What Are Solar Farms?
Solar farms are usually located in rural areas or in suburbs of metropolitan cities, where large-scale fields are available. Solar farms are basically a large collection of solar panels ground-mounted on vast farmlands. These solar farms are mostly government-owned or community-owned projects because of their sheer volume and huge initial investment. The purpose of solar farms is to generate enough electricity to support a local community, society, village, or contribute to the national grid.
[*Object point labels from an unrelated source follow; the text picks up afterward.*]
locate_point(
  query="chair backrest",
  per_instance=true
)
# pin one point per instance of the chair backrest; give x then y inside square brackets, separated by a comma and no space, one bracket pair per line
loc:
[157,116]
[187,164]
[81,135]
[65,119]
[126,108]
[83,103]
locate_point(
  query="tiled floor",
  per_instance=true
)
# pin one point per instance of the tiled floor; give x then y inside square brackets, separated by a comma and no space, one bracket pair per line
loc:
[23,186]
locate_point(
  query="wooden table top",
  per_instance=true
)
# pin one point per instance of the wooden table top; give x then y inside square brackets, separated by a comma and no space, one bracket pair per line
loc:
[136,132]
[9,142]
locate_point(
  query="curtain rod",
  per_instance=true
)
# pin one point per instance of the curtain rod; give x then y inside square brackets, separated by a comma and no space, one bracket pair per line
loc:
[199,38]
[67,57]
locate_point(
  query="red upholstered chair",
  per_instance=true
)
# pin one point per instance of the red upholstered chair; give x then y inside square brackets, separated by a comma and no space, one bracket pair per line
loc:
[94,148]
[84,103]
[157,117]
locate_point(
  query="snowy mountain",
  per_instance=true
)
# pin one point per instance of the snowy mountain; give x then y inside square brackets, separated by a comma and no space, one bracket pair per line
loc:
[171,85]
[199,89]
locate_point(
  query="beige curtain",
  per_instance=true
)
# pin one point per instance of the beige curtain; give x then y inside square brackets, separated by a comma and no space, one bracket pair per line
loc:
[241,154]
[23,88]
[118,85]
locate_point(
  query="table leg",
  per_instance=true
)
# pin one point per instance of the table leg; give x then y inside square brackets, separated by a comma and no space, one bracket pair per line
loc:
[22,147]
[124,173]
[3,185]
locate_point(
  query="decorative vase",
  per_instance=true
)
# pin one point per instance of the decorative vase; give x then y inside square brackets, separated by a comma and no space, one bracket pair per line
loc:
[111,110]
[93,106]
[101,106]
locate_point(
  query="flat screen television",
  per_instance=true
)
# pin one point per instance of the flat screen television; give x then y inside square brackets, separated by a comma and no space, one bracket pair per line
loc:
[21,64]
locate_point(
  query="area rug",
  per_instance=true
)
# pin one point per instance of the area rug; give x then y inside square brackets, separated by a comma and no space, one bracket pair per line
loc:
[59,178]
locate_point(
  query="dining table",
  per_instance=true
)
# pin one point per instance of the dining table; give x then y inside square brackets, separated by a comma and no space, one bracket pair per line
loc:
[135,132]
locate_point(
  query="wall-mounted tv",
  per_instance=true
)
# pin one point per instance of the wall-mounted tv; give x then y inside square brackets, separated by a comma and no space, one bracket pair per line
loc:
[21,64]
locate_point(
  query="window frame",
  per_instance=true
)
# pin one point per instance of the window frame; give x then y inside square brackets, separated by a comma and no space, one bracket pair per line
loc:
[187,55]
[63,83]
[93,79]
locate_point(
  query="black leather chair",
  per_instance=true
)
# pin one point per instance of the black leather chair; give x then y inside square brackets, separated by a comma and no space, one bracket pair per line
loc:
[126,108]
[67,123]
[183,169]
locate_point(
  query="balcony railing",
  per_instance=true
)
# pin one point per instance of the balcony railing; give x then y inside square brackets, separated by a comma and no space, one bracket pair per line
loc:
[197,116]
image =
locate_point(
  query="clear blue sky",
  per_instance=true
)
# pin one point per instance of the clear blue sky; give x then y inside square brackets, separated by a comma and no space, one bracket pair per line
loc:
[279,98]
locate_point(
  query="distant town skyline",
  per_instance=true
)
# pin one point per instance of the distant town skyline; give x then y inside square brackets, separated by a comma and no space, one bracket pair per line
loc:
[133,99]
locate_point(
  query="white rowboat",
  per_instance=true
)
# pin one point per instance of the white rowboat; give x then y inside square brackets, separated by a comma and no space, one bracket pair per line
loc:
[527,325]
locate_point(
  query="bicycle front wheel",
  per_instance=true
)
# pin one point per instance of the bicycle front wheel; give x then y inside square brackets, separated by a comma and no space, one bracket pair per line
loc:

Are Solar Farms Really A Goldmine?
Previously, farmers used to look for crops that would yield high returns with minimum risks. The goldmine crop of today is the solar farms. All around the country governments, private enterprises, and communities have formed their solar farms to curb the ever-increasing demand for electricity. Usually, these farms are located where the land is barren and receives plenty of sunshine. The mere concept of solar farms has changed the landscape and showed the world that hundreds of megawatts of electricity can be produced from solar panels. Although the initial investment amount is huge, and only viable if a whole community or government contributes to it. However, the yields of this investment are also big and constant. There is literally no downside of investing in a solar farm because it is a solid investment with constant ROI.
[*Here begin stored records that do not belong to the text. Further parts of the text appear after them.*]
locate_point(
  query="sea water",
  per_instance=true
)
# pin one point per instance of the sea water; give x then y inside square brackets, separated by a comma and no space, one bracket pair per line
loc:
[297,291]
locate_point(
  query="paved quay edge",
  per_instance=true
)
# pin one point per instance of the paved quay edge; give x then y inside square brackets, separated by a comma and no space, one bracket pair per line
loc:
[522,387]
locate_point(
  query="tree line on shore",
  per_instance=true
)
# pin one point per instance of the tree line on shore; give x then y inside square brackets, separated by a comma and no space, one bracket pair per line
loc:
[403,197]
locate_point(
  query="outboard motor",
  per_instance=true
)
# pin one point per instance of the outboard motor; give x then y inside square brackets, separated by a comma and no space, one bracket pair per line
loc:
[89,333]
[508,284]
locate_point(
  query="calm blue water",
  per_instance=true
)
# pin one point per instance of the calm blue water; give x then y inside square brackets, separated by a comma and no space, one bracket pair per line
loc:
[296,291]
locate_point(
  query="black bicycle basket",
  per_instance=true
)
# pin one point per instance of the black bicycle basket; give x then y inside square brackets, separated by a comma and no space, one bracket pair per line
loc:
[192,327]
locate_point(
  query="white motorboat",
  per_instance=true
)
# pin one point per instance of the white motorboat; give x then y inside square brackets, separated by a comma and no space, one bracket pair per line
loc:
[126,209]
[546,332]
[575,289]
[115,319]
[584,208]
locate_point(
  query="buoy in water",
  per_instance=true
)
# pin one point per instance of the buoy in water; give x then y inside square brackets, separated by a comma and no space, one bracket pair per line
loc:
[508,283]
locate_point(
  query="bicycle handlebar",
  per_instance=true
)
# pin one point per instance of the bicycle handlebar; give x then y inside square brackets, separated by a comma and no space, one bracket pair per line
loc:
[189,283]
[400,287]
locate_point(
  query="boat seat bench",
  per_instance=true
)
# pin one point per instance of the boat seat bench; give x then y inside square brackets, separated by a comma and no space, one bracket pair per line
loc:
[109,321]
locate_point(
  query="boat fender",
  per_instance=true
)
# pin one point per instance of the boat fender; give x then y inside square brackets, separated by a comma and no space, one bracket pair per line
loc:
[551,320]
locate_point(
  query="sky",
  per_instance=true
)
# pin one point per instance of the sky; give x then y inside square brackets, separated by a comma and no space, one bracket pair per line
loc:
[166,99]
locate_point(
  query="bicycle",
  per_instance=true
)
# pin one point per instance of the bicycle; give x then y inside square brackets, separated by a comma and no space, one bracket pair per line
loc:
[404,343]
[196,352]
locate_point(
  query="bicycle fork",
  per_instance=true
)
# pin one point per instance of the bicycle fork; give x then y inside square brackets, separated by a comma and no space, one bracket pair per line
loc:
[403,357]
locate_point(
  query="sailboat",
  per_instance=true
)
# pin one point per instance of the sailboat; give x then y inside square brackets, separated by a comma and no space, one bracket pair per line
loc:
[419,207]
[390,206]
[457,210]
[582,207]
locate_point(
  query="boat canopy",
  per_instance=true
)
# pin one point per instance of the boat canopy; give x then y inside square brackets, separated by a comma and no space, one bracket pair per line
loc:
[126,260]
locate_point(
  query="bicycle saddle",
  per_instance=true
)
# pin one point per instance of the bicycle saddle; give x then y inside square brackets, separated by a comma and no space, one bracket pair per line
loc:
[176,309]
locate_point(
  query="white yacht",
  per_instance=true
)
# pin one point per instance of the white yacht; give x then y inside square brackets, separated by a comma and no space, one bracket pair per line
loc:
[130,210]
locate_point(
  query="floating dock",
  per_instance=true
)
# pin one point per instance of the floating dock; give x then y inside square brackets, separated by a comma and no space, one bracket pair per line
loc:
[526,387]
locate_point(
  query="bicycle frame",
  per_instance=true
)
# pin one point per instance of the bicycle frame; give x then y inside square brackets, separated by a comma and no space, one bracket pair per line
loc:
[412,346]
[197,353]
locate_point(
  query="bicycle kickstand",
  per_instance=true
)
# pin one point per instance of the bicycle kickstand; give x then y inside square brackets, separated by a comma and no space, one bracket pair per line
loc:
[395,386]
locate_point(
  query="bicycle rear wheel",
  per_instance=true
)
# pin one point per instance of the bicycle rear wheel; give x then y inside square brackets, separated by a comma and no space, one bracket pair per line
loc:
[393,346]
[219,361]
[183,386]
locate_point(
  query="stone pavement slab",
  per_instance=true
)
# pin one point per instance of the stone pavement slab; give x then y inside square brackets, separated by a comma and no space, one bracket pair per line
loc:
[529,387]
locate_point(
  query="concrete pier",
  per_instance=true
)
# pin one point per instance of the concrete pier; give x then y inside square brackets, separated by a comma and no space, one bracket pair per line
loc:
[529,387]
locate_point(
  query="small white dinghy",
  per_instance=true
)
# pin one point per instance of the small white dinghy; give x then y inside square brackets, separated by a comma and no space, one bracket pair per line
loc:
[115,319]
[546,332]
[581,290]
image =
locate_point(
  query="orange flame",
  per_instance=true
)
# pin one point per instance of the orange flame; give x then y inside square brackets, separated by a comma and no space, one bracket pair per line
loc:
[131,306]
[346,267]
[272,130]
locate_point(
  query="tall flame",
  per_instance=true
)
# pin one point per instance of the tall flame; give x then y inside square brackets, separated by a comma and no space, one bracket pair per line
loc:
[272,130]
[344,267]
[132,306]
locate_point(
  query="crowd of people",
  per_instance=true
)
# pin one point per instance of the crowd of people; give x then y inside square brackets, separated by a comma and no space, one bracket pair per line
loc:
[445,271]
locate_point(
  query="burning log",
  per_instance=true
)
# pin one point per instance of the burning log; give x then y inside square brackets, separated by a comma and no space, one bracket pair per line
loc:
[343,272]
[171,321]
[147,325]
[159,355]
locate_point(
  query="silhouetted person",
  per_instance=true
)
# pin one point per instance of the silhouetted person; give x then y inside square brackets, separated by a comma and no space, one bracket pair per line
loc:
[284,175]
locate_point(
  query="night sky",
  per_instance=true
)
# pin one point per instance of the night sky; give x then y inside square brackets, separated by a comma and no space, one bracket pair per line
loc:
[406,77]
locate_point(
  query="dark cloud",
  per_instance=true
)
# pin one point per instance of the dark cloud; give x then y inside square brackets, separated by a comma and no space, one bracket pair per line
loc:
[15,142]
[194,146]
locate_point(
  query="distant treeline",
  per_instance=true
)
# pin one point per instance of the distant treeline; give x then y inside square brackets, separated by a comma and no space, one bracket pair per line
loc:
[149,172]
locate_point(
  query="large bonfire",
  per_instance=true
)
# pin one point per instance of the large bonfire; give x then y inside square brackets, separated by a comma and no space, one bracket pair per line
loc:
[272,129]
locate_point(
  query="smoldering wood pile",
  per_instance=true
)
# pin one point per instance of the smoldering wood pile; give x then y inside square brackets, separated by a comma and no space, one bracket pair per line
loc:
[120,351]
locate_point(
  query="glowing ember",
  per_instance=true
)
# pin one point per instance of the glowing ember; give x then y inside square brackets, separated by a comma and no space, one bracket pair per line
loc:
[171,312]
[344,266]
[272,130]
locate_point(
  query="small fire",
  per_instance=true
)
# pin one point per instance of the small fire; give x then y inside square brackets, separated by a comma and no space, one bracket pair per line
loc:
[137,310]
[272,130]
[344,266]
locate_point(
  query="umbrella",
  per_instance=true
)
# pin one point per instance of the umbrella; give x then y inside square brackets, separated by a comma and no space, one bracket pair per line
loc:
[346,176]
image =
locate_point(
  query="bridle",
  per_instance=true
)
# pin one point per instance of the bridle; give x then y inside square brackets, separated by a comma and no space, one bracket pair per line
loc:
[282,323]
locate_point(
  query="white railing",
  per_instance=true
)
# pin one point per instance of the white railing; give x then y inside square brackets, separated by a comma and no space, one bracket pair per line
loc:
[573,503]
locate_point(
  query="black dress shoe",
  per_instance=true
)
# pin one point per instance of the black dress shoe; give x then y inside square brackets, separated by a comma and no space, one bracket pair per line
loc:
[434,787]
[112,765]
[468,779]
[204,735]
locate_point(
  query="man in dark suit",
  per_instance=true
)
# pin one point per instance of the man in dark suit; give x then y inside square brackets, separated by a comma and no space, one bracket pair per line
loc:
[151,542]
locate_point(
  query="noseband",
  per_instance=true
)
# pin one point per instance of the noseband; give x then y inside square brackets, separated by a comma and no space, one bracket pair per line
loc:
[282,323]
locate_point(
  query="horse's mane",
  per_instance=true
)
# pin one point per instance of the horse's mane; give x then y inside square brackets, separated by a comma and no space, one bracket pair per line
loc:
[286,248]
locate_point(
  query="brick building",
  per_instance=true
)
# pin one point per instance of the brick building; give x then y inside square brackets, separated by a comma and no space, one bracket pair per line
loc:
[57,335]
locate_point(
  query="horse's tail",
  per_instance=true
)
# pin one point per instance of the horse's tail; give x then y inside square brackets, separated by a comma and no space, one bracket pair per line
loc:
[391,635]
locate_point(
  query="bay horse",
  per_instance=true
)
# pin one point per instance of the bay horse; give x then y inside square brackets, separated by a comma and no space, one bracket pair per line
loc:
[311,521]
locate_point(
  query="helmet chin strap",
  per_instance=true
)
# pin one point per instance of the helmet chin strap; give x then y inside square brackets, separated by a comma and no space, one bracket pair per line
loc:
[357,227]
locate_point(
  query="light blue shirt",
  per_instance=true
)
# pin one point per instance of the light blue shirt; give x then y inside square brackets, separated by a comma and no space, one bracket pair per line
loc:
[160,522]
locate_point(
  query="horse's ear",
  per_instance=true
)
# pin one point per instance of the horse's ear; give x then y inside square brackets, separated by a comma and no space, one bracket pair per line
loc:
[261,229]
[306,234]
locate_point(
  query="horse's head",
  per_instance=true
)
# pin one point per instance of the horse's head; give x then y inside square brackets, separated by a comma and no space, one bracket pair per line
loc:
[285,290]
Mostly, the solar farms are leased or rented for at least 30 to 50 years, meaning the farm owner will have a constant passive income with free electricity for decades. The investors will have their investment returned in 8 -10 years. The awesome thing about investing in solar farms is that all the parts and equipment are warranted for over 20 - 25 years, ensuring a solid investment with continuous and steady return for the years to come. It’s a win-win situation for everyone.
Types of Solar Farms
Solar farms can be grouped into two types.
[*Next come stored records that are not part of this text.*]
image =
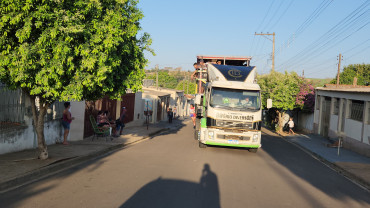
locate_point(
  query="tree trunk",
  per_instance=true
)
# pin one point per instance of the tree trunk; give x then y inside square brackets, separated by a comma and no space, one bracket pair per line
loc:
[280,121]
[38,122]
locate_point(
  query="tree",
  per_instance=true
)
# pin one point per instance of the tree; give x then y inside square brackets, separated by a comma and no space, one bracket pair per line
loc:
[305,98]
[282,89]
[70,50]
[361,71]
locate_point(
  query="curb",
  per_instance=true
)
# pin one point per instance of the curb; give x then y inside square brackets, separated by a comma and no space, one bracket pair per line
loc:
[64,164]
[352,177]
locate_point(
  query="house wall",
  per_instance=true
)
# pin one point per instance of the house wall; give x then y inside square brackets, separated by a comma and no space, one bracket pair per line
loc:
[353,129]
[24,137]
[356,134]
[305,122]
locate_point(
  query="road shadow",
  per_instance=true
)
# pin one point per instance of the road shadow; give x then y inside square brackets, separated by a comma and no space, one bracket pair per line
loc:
[312,171]
[167,193]
[170,128]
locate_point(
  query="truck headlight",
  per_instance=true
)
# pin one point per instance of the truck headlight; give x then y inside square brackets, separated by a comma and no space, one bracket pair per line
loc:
[211,134]
[255,138]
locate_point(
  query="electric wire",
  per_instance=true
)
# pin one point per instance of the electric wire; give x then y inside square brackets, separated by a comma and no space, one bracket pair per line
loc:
[347,22]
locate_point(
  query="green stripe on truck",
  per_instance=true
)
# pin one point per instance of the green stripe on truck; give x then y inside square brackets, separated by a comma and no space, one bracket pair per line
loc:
[233,145]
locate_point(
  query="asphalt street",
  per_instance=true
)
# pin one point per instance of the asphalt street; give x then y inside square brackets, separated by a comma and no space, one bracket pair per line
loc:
[170,170]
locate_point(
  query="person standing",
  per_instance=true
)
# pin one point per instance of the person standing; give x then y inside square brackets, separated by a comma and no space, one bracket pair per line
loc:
[170,115]
[66,121]
[291,125]
[174,112]
[192,114]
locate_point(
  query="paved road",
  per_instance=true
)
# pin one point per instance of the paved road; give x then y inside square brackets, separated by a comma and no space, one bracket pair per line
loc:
[171,171]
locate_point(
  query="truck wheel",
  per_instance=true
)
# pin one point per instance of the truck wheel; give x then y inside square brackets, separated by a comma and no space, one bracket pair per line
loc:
[253,150]
[201,145]
[196,134]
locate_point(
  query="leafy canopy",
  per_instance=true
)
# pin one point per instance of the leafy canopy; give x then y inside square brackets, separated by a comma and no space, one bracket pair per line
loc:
[281,88]
[82,49]
[361,71]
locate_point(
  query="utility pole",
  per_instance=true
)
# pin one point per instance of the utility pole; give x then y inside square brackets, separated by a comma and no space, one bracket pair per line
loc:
[340,58]
[156,67]
[273,47]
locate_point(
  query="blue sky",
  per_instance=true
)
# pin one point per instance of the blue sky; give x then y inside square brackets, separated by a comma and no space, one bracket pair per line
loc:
[309,34]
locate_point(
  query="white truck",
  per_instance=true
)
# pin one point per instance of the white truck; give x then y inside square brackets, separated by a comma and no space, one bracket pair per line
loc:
[232,109]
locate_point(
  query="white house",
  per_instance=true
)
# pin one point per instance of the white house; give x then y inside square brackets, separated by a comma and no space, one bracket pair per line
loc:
[16,123]
[344,111]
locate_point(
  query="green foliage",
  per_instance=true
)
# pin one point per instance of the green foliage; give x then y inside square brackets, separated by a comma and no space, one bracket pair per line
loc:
[72,49]
[361,71]
[164,79]
[189,87]
[281,88]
- Utility-Scale Solar Farms
- Community-Scale Solar Farms
Utility-Scale Solar Farms
All types of solar panel installations are to some extent utility-scale projects because they are connected to the grid and provide excess solar-powered electricity to the utility company. A solar energy project which is not connected to the grid and operates on its own is truly not a utility-scale project.
However, for our purpose and discussion on this topic, we will explain what is meant by utility-scale solar farms. These are massive areas of land, where solar panels are installed and stretch beyond the horizon. Such projects consist of thousands of solar panels absorbing energy from the sun and producing hundreds of megawatts of electricity. With the help of heavy powerlines, the electricity generated is transported to the nearest utility grid station to contribute to the national grid.
These utility-scale projects are owned and controlled by respective State governments. These farms are the result of the constant struggle of activists for the promotion of renewable energy. Now governments are realizing the huge potential in solar farming and how it can help humans reduce their carbon footprint.
Community-Scale Solar Farms
Community solar farms are small-scale solar energy production areas, capable of generating around 5 megawatts of electricity. These solar farms are privately owned by communities, neighborhoods, or businesses. The power is shared among the participants of the program. Depending on the number of participants and the type of contract, the residents will get a reduction in their electricity bills according to the amount they contributed to the project.
Community solar farms are not necessarily located in the rural farmland only, these can be installed in an open area of the neighborhood. Although local regulations must be abided by, the potential in community solar farms is very bright. Plus, a community solar farm is used to power the homes within a close range. In case of a power outage, the community solar farm will keep powering its participants’ homes.